Apache Hive

The standard for SQL queries in Hadoop

Since its incubation in 2008, Apache Hive is considered the defacto standard for interactive SQL queries over petabytes of data in Hadoop. And with the completion of the Stinger Initiative, and the first phase of Stinger.next, the Apache community has greatly improved Hive’s speed, scale and SQL semantics. Hive easily integrates with other critical data center technologies using a familiar JDBC interface.

What Hive Does

Hadoop was built to organize and store massive amounts of data of all shapes, sizes and formats.
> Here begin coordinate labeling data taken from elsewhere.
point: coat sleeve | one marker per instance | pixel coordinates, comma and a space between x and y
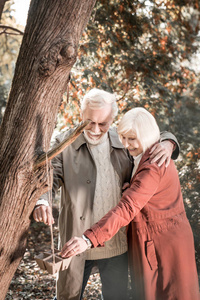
142, 189
165, 135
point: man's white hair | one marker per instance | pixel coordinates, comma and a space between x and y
140, 122
97, 99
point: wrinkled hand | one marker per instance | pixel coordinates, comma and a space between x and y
43, 213
125, 186
73, 247
161, 153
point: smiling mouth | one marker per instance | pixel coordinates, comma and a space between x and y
94, 136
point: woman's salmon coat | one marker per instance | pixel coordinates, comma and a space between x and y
161, 246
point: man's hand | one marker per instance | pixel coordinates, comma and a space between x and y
43, 213
73, 247
161, 153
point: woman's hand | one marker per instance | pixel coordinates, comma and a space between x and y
161, 153
73, 247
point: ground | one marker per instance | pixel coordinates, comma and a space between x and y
30, 282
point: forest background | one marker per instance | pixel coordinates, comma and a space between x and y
148, 54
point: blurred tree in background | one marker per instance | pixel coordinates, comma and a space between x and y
147, 52
9, 47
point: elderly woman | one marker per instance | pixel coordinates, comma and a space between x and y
160, 239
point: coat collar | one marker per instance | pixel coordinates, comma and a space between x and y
112, 135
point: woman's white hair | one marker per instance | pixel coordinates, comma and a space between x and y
97, 99
140, 122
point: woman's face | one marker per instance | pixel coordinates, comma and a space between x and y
130, 141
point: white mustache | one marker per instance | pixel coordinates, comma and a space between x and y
92, 133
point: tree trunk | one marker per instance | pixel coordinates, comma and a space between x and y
47, 54
2, 4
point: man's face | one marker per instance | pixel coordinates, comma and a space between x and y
101, 119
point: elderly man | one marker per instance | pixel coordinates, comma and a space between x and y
91, 172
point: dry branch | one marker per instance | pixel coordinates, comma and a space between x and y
60, 147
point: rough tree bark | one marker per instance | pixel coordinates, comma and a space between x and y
48, 51
2, 4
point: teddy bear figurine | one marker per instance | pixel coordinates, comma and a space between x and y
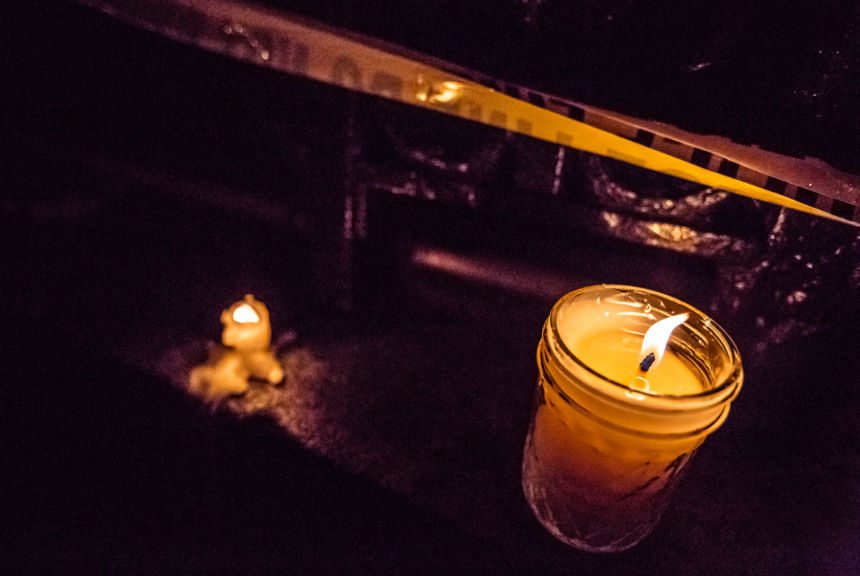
247, 353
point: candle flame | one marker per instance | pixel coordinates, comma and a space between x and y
657, 337
245, 314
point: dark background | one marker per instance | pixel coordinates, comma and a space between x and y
148, 185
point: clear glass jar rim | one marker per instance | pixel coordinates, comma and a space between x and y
726, 343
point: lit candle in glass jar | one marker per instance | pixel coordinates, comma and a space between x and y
613, 428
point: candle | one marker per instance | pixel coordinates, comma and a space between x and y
247, 334
631, 383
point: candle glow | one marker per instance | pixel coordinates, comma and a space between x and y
657, 337
609, 440
247, 352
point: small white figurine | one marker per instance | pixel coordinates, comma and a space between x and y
247, 335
Because of Hadoop’s “schema on read” architecture, a Hadoop cluster is a perfect reservoir of heterogeneous data—structured and unstructured—from a multitude of sources.

Data analysts use Hive to explore, structure and analyze that data, then turn it into business insight.
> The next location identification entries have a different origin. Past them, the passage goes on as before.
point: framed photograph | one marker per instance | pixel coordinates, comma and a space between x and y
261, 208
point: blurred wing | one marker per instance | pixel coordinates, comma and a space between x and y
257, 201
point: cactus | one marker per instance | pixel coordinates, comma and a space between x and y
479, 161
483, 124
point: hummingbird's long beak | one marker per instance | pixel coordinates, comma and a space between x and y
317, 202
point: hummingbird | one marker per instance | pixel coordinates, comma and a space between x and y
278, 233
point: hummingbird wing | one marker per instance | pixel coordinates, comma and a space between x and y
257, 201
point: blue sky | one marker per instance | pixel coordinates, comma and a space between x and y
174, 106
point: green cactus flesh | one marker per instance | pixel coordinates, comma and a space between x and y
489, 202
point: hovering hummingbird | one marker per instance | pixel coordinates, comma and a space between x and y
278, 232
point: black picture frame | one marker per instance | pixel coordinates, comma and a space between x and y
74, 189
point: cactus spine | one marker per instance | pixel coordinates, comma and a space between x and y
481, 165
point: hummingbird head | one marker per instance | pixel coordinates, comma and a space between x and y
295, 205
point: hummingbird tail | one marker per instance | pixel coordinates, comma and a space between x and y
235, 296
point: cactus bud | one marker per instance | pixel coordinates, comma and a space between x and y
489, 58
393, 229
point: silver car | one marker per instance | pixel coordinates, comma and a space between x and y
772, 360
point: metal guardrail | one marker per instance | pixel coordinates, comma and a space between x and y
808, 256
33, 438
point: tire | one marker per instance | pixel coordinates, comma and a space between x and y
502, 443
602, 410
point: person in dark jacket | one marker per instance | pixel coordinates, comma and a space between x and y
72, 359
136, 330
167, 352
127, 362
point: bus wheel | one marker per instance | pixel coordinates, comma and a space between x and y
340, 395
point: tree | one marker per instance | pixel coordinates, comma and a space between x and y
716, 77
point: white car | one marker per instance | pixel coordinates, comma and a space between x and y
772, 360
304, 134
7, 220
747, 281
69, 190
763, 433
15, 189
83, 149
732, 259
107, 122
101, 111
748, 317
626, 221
Here are some advantageous characteristics of Hive for enterprise SQL in Hadoop:

Feature Description
    Query data with a SQL-based language
    Interactive response times, even over huge datasets
Scalable and Extensible
    As data variety and volume grows, more commodity machines can be added, without a corresponding reduction in performance

How Hive Works

The tables in Hive are similar to tables in a relational database, and data units are organized in a taxonomy from larger to more granular units. Databases are comprised of tables, which are made up of partitions. Data can be accessed via a simple query language and Hive supports overwriting or appending data.

Within a particular database, data in the tables is serialized and each table has a corresponding Hadoop Distributed File System (HDFS) directory. Each table can be sub-divided into partitions that determine how data is distributed within sub-directories of the table directory. Data within partitions can be further broken down into buckets.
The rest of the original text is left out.